Module 8.9 - Allergic Rhinitis Flashcards
What is allergic rhinitis?
An immunoglobulin (Ig) E-mediated reaction to an antigen (allergen) that occurs after previous exposure to the same substance; may be seasonal or perennial.
What causes allergic rhinitis?
- Seasonal – occurs at the same time every year, pollens are dependent on geographic region with the most common offenders: trees, grasses and ragweed.
- Perennial – occurs year round and is commonly associated with indoor inhalants, such as dust mites, mold spores and animal dander.
- Misc – cigarette smoke, chemical irritants (perfumes, candles, chemicals), air pollutants and food
- History of asthma, atopic dermatitis associated with allergic rhinitis
What are the subjective/physical examination findings associated with allergic rhinitis?
A. Clear nasal discharge
B. Nasal congestion and pressure.
C. Sneezing
D. Excessive postnasal drainage causing sore throat and cough
E. Facial swelling/puffiness
F. Itching of eyes and nose
G. Headache
H. Pale, edematous mucous membranes
I. Enlarged and boggy turbinates
J. Mouth breathing
K. ‘Allergic shiners’ – dark circles under the eyes
L. ‘Allergic salute’ – rubbing of the nose upward, causing a horizontal crease
M. Allergic conjunctivitis
NOTE * Sinus tenderness should NOT be present.
What laboratory/diagnostic tests are used to diagnose allergic rhinitis?

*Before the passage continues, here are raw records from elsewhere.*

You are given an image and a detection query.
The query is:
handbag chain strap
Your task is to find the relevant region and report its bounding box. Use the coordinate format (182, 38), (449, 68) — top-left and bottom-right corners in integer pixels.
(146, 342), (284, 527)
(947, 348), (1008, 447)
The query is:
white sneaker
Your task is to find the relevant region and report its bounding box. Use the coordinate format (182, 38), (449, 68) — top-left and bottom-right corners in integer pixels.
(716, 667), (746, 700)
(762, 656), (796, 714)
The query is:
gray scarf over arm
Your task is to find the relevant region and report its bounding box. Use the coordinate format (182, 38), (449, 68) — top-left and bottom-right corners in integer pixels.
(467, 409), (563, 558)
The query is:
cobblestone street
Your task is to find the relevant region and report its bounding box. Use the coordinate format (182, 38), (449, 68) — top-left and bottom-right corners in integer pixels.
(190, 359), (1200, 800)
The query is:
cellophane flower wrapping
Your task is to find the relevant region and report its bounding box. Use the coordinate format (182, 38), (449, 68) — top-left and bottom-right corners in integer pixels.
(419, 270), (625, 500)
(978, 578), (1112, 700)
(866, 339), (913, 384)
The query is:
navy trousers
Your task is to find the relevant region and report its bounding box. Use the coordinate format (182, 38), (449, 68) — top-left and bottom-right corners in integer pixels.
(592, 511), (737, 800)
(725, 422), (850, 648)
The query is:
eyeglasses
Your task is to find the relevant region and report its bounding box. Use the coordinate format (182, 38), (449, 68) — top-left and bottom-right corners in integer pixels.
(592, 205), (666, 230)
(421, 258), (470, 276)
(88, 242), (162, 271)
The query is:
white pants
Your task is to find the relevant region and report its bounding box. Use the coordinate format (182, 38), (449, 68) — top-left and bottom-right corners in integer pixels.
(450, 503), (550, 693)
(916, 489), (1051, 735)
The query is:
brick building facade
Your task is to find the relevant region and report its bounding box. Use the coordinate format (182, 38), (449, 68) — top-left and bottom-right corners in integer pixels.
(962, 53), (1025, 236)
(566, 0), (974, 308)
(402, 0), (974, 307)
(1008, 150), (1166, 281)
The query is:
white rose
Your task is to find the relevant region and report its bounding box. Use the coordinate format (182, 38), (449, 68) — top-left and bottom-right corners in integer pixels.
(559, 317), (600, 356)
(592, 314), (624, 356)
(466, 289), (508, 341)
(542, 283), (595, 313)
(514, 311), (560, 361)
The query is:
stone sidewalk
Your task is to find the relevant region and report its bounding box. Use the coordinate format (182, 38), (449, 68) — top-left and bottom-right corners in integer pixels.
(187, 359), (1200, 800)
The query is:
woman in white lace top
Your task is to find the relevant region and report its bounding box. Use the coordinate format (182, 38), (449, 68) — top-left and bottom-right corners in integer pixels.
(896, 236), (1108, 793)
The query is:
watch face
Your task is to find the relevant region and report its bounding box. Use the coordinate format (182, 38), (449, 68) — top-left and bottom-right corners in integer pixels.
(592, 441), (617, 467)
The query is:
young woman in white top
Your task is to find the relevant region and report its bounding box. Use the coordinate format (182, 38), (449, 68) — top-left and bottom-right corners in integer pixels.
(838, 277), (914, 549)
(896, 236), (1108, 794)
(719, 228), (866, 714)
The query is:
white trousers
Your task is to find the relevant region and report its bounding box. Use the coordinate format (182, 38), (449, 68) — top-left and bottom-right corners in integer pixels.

- Consider referring for antigen testing
- Patient Education: Immunotherapy requires the identifications of specific antigens by dermal or serum testing.
Describe the medical management for a patient with allergic rhinitis
1. Avoid Allergens
2. Non-sedating antihistamines, or 2nd and 3rd generation antihistamines (all PRN) - 1st line therapy:
- Cetirizine (Zyrtec) 10mg po daily
- Desloratadine (clarinex) 5mg po daily
- Fexofenadine (Allegra) 60mg po bid or 180mg po daily
- Levocetirizine (Xyzal) 2.5-5 mg po daily
-
Loratadine (Claritin) 10mg po daily
- Most are effective when taken prophylactically to prevent allergy symptoms with limited ability to reverse acute allergic symptoms
- Considered less effective than 1st generation medications.
3. Topical corticosteroid nasal sprays – 2nd line therapy
- Fluticasone (Flonase) 2 sprays daily for exacerbations.
- Budesonide (Nasacort, Rhinocort) 1 spray per nostril q day, max 4 sprays per nostril daily
- Beclomethasone (Beconase AQ) 1-2 sprays in each nostril bid
- All equally effective, may take 3-4 weeks to achieve peak response and are most effective when taken in advance of expected allergen exposure
4. May use a corticosteroid (dexamethasone long acting [Decadron-LA] 8 mg IM, or Medrol dosepak, for acute episodes which don’t respond to other medications.
What are some 1st generation antihistamines used in allergic rhinitis?
1. Diphenhydramine (Benadryl) 25-50mg po q 4-6 hours; max 300mg/day
- Brompheniramine (Dimetapp) 4mg po q 4 -6 hours
- Chlorpheniramine (Chlor-Trimeton) 4mg po q 4 -6 hours, max 24mg/day
- All equally effective with limited ability to reverse acute allergic symptoms
* Patient Education: avoid with alcohol and other CNS depressants, some patient experience paradoxical excitement*
What are some miscellaneous agents used to treat allergic rhinitis?
- Cromolyn (NasalCrom nasal spray), 1 spray per nostril 3-6 times daily- utilized for mild cases, less potent than intranasal steroids
- Ipratropium (Atrovent nasal spray) 2 sprays per nostril 2-3 times daily
- Motelukast (Singulair) 10mg po daily – used for cases resistance to 1st and 2nd line therapy
Limited effectiveness and less efficacy than other agents and may take 4 weeks to achieve peak response.